When your household uses exclusively devices that are powered by USB Type C,
there is an impressive collective synergistic convenience that results. All of
our tablets, phones, and laptops use Type C. Any of the power supplies for any
of our devices can, in a pinch, be used to provide power to any other.

We can carry tiny trickle chargers when we're going to be by an outlet all the
time, or a heavier rapid charger otherwise.

We can power any of our devices directly from any other device.

Further, we can use the same thumb drive on any device, no OTG adapter or usb
size adapter needed. Several of our devices support slimport, so one set of
high end cables can be used for video, data transfers, or power transfers.

For those that love convenience, USB Type C is great.
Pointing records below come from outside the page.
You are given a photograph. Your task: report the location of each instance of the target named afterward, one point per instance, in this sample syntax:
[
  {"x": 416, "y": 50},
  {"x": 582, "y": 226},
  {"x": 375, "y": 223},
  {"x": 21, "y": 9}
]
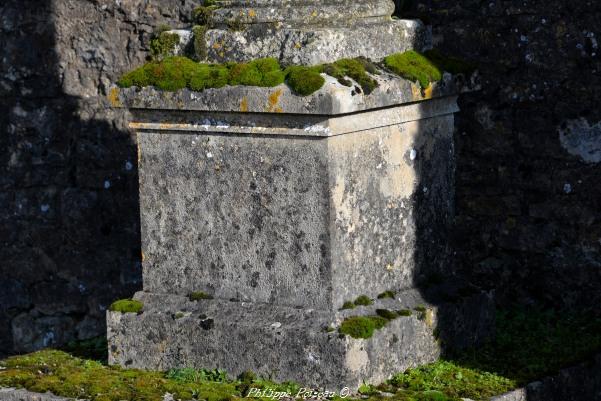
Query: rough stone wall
[
  {"x": 528, "y": 145},
  {"x": 528, "y": 154},
  {"x": 69, "y": 225}
]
And it gets even better
the more devices you have switched over - when you can share cables, power
supplies, monitors, and thumb drives between all of your devices so easily.

Apparently I'm one of the few that likes the idea of Apple's next notebook
having exclusively Type C ports.

------
sreenadh
I am tried for charging all my devices and I am not keen to add another device
to my charging list.

Floppy disk died due to better and more capacity substitute.

Bluetooth headset is an alternative to wired headphones.

------
franciscojgo
Pretty sure the author will end up buying an iPhone 7 headphone jack or not.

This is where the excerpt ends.